Captain Vijaykant Wanted Alliance Renamed, BJP Refused to Play Ball

Though BJP had taken the position that the NDA would not project anyone as CM, the party was okay with taking a relook.
Captain Vijaykant Wanted Alliance Renamed, BJP Refused to Play Ball

CHENNAI: As the dust settled over the DMDK’s decision to align with the four-party People’s Welfare Alliance spurning attempts by others, including the BJP, it has now emerged that it was the regional party’s insistence on not being within the NDA fold that eventually broke the attempts to stitch together a coalition.
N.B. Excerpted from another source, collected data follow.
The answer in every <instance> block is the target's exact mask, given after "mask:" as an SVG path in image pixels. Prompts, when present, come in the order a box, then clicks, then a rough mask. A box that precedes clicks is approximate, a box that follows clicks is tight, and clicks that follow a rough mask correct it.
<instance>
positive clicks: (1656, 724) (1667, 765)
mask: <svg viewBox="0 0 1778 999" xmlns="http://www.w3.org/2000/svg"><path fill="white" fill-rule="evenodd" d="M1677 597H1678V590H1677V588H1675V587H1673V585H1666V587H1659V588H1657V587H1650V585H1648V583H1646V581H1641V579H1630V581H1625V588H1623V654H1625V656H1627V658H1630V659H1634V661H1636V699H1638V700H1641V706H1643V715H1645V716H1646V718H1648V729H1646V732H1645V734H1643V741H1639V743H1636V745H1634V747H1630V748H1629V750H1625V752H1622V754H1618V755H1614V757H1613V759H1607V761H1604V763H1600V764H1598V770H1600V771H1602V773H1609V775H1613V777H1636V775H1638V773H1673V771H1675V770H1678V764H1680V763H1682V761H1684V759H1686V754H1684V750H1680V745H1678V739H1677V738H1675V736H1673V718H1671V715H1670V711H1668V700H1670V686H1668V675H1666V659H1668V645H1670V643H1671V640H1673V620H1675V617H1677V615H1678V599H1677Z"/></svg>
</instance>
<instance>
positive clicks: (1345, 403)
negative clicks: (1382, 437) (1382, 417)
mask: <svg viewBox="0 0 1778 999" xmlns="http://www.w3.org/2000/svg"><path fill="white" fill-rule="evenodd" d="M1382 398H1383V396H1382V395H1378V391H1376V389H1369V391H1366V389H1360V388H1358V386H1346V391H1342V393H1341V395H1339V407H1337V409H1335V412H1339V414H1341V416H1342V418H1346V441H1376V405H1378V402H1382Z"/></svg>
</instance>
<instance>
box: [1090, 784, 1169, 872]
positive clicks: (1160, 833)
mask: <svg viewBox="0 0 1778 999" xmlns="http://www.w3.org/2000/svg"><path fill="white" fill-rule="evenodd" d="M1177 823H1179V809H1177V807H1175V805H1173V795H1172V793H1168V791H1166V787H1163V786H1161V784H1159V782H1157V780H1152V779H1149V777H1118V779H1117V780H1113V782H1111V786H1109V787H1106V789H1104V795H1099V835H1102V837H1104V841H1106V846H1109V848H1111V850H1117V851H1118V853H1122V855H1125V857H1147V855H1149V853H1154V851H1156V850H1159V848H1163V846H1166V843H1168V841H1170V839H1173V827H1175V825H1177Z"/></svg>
According to well-placed sources in the BJP high command, DMDK negotiators suggested that a new name be coined for a grand alliance that would include the BJP. Using this, Vijayakant was aiming to co-opt other parties that were not part of the NDA. However, being the leader of the NDA at the Centre and also in several states across the country, subsuming the NDA into a new entity was a demand the BJP could ill afford to meet.

Another demand was to declare Vijayakant as the chief ministerial candidate. Though the BJP had taken the position that the NDA would not project anyone as CM, the party was okay with taking a relook. But creating a new entity remained a major sticky point.

Despite the disappointment, the BJP is in no mood to take a sharp position on Vijayakant, pointing out that his party has bitterly criticis­ed the DMK and the AIADMK so far, but not the BJP.

The morning after, the BJP cranked up its poll machinery, holding a series of internal meetings, conducting counseling for ticket aspirants and opening talks with a few fringe outfits.

Meanwhile, expelled DMK leader M K Alagiri added a twist to the political scene, calling on his father and party president M Karunanidhi at his Gopalapuram residence on Thursday.

Since his expulsion almost exactly two years ago, Alagiri has met his ailing mother, Dayaluammal, several times. But Karunanidhi was almost always absent whenever the mercurial elder son paid a visit. On Thursday, however, the father was at home, by accident or design, when Alagiri landed at the doorsteps.

Sources told Express that his younger brother and bugbear M K Stalin was at Anna Arivalayam when Alagiri visited Gopalapuram. On the advice of his sister Selvi and other family members, he went upstairs to meet Karunanidhi and came down before late. This understandably set off a flurry of rumours about Alagiri being brought back into the fold of the kazhagam and kudumbam, especially since its attempts to woo the DMDK ahead of the election failed miserably.

Adding more spice to the family drama, Alagiri’s son Durai Dhayanidhi Alagiri chipped in with a social media post: ‘“Went to make amends with my father with absolutely no agenda to it. Father being the operative word here” - MK Alagiri”’ he tweeted, clearly distancing Stalin from the patch up efforts.

However, Stalin maintained that the meeting was personal and not political. “Please don’t speculate on this and create confusion,” Stalin requested the media later in the day.

Alagiri was expelled from the party on March 25, 2014 for ‘bringing disrepute to the party and its leadership’ even after being suspended. The expulsion was the culmination of the pitched succession battle within the DMK between Alagiri and Stalin.